After the fall of the Berlin Wall, the city was in a very fluid state, experiencing a surge of creativity and experimentation as young people from both sides of the divide came together to celebrate their newfound freedom. Both sides of previously divided Berlin were full of abandoned warehouses, buildings, and bunkers, all of which were perfect for an underground party scene with techno at its heart.

The Detroit Techno Scene

Techno music originally arrived in Berlin from Detroit in the late 1980s. It has emerged as a genre in the US city due to economic and social decline that had been plaguing it for decades because of the downfall of the car-production industry and the relocation of large numbers of people to the suburbs. Detroit, by the time the late eighties rolled around, was nothing but a ghost town of what used to be a booming metropolis in the midwestern United States. In this vaguely dystopian context, three high school students from Belleville, a suburb of Detroit, wrote their first songs. They became known as the Belleville Three and the fathers of techno music.
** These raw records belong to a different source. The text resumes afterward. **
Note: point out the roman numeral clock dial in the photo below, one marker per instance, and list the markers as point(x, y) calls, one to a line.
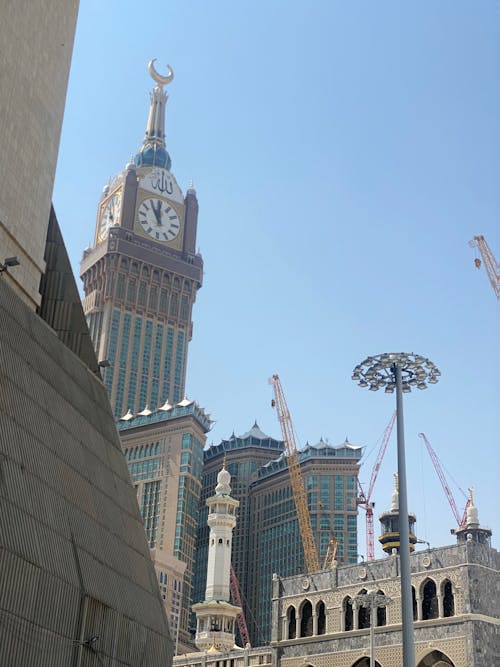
point(159, 219)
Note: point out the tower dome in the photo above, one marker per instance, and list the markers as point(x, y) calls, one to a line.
point(390, 538)
point(153, 152)
point(223, 482)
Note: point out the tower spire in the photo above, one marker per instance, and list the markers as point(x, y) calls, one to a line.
point(153, 151)
point(215, 617)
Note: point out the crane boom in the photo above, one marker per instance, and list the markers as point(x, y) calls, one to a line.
point(299, 493)
point(490, 264)
point(437, 465)
point(234, 587)
point(365, 499)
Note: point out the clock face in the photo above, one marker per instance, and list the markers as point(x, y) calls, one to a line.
point(159, 219)
point(109, 215)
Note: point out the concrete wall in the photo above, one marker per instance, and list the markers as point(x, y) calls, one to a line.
point(74, 563)
point(36, 42)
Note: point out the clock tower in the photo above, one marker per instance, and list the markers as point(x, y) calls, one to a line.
point(141, 276)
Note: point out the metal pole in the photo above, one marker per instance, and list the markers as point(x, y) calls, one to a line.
point(404, 532)
point(372, 636)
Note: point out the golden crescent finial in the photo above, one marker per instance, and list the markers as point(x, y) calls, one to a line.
point(162, 80)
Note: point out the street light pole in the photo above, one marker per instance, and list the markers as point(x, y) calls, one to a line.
point(404, 531)
point(400, 372)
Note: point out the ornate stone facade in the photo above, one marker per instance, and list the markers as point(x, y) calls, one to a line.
point(456, 612)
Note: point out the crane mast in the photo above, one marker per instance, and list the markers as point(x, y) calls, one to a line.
point(490, 264)
point(365, 499)
point(234, 588)
point(461, 520)
point(298, 489)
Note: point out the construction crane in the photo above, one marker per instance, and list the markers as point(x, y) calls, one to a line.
point(299, 492)
point(331, 553)
point(490, 263)
point(364, 500)
point(234, 588)
point(460, 519)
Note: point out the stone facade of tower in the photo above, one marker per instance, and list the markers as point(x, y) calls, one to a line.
point(77, 586)
point(216, 616)
point(142, 273)
point(316, 620)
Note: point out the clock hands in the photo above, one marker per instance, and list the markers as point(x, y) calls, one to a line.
point(157, 211)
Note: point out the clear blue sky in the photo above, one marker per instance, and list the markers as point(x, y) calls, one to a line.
point(343, 153)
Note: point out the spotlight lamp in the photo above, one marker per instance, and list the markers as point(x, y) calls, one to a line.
point(398, 373)
point(379, 372)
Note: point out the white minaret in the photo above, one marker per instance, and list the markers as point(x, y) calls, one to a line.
point(216, 616)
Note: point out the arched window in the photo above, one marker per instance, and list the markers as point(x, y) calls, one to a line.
point(363, 614)
point(320, 613)
point(429, 600)
point(435, 659)
point(306, 620)
point(291, 622)
point(448, 598)
point(381, 612)
point(347, 611)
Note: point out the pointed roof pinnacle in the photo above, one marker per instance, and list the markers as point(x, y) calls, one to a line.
point(153, 151)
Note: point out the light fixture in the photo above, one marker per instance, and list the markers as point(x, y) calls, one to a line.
point(399, 372)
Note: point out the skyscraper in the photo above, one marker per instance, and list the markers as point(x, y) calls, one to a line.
point(77, 584)
point(330, 476)
point(164, 452)
point(141, 276)
point(140, 282)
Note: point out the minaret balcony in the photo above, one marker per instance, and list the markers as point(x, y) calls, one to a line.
point(221, 640)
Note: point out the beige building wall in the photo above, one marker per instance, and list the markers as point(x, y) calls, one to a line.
point(33, 82)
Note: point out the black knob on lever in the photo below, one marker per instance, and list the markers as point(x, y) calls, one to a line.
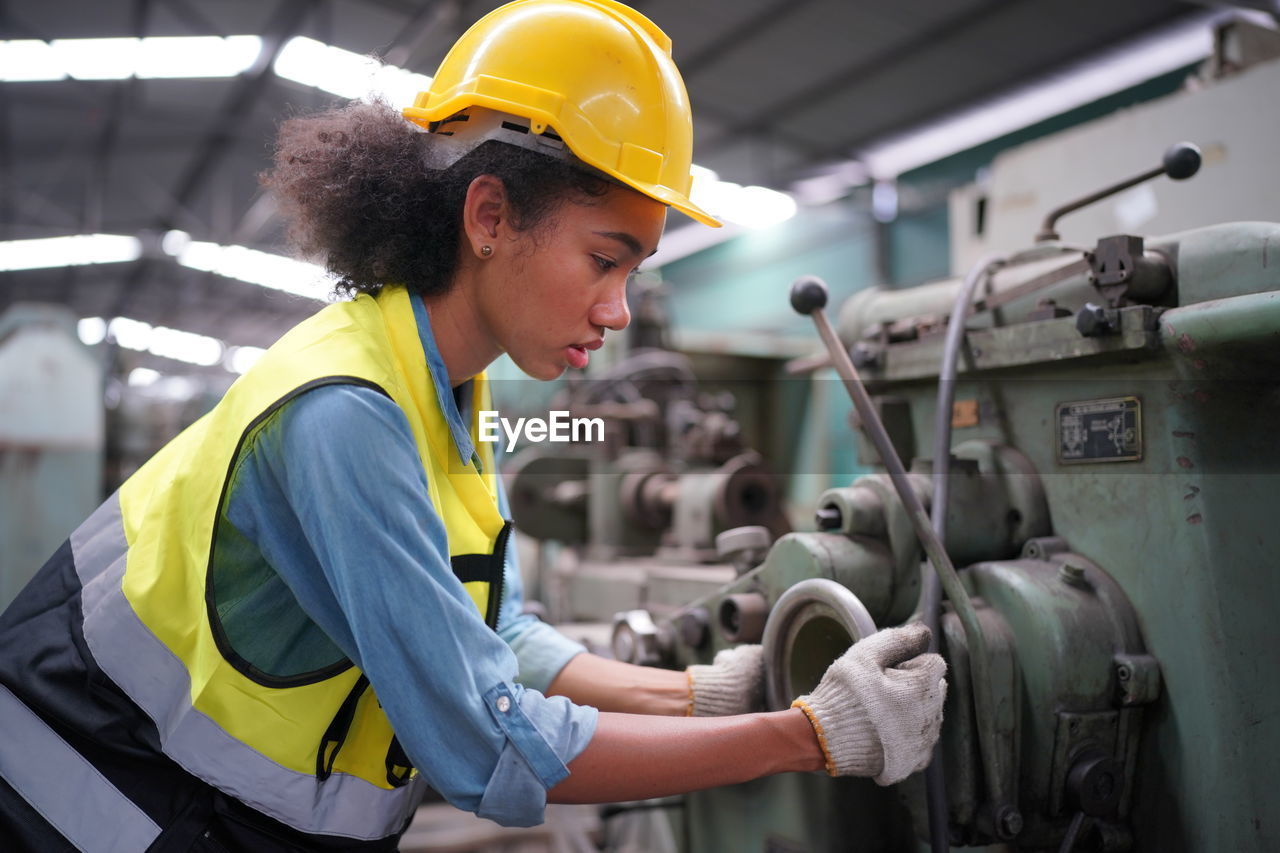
point(1182, 160)
point(808, 295)
point(1179, 163)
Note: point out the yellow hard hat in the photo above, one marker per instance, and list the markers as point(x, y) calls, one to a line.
point(597, 72)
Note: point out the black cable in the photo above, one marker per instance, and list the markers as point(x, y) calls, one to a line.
point(931, 598)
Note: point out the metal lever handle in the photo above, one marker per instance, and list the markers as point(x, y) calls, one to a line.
point(1179, 163)
point(809, 296)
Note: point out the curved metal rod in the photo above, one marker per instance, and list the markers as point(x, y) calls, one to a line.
point(984, 705)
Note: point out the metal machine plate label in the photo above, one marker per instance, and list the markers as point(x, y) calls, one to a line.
point(1100, 430)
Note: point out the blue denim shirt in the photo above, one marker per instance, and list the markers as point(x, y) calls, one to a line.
point(333, 493)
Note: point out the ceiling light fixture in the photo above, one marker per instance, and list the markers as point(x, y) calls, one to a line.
point(165, 342)
point(347, 73)
point(748, 206)
point(77, 250)
point(27, 60)
point(274, 272)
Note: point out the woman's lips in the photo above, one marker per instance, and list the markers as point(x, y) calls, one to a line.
point(577, 354)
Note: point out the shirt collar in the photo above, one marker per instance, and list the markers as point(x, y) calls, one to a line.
point(457, 416)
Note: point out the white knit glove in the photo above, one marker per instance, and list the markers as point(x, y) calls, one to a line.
point(878, 708)
point(734, 683)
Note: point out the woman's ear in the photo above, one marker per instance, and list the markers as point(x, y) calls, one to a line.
point(484, 214)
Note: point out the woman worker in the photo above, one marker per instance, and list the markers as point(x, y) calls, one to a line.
point(300, 612)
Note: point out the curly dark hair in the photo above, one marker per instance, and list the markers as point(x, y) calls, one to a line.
point(353, 190)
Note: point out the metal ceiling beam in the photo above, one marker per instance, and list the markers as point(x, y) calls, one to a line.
point(858, 72)
point(440, 13)
point(844, 147)
point(284, 23)
point(100, 170)
point(736, 36)
point(195, 19)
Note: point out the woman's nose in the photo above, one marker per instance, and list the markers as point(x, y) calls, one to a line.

This genre began to gain prominence in Berlin just after the fall of the Wall, when the city faced an ideological clash and looked and felt like Detroit a few years earlier. At first, the gatherings and raves were illegal and unregulated, and dancing in areas where they’d previously have been shot at had quite a liberating effect on the young people in Berlin. 

A few months after West and East Germany were officially reunified, in March 1991, the club Tresor opened near Potsdamer Platz. While the Berlin Wall divided the city, the Todesstreifen, or ‘death strip’ that was the barricade of the Soviet sector, ran between Potsdamer Platz and Leipziger Platz. Tresor was opened right by this wasteland, converted from an old Wilhelmine-era department store bank vault. It became the city’s first techno club, and while its location has changed now, Tresor continues to exist. Other key clubs from the nineties include Berghain, KitKat, and Friseur.

Tresor Club

The often lyricless songs with an intense bass drum on every beat made it perfect to dance to, bringing people from both sides of the city together. But while the music itself was and continues to be an important element of the Berlin Techno scene, it also consists of an inclusive, experimental, and tolerant culture. It served as a place where individuals could congregate and freely express themselves without fear of discrimination or judgement. This openness and acceptance generated a creative energy that nourished the city’s art, fashion, and culture in addition to the music. 

Over the years and decades, techno not only served as a way for East and West Berliners to come together again, but it became an integral part of the city’s culture. Berlin is considered the techno capital of the world, and it draws both foreigners and locals into its clubs. This month, UNESCO has included Berlin’s techno scene on its list of intangible cultural heritage, which aims to preserve and advance significant cultural traditions. This step highlights the importance of techno culture in the city of Berlin but also makes it more likely that this specific club culture will be seen as a significant industry deserving of defence and assistance.